The New York S Corp will also need to pay a franchise tax which is a fixed dollar minimum tax based on the sales of the business. If the franchise tax is expected to be greater than $1,000 then estimated taxes should be made.

New York S Corp and Nonresident Shareholders

A New York S Corporation should also prepare to make estimated payments to the State if it has corporation shareholders who are nonresidents. However, this requirement is waived if the particular tax is less than $300 for the year or if the New York S Corp elected to be subject to the Pass-Through Entity Tax.

The S Corp that does not make required estimated tax payments for its nonresident shareholders may suffer a $50 penalty for each failure.

Why does NY State require that the S Corp make these estimated payments on behalf of these nonresident shareholders? The answer is simply they want to increase their chance that the nonresident shareholders pay taxes owed to them. The S-Corp will not be required to make these estimated tax payments on behalf of their nonresident owners if the nonresident owner completes an exemption form that essentially certifies that they will make any estimated payments and submit tax returns that they are required to.

New York S Corp Penalties

If your New York S Corporation tax return is not filed by the due date, including extensions, a penalty of 5% per month, up to a total of 25% will be added.
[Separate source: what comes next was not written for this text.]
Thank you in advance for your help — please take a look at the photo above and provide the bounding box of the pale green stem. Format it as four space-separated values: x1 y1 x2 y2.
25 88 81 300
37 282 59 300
If the New York S Corporation tax return is filed more than 60 days late the penalty is $100 or 100% of the amount required to be shown as tax, whichever is smaller.

New York City S Corps: What to Know

If you operate an S Corp within the five boroughs you have additional filing requirements. The New York City Department of Finance does not recognize S Corporations even if the business has been approved to be taxed as an S Corp by New York State. Instead, New York City imposes a General Corporation Tax (GCT) of up to 8.85% which is on top of the federal and state income shareholders may have to pay.

S Corps in New York City may be subject to the GCT if they are:

  • Doing business
  • Employing capital
  • Owning or leasing property in a corporate or organized capacity
  • Maintaining an office

The filing and payment deadline for the GCT is March 15 for S Corporations operating on a calendar year.


If you are thinking about starting a business as an S Corp and are in NY State or NYC, contact a tax professional first. Although an S Corp can provide tremendous tax benefits you should first weigh the pros and cons to see if it is the right business structure for you.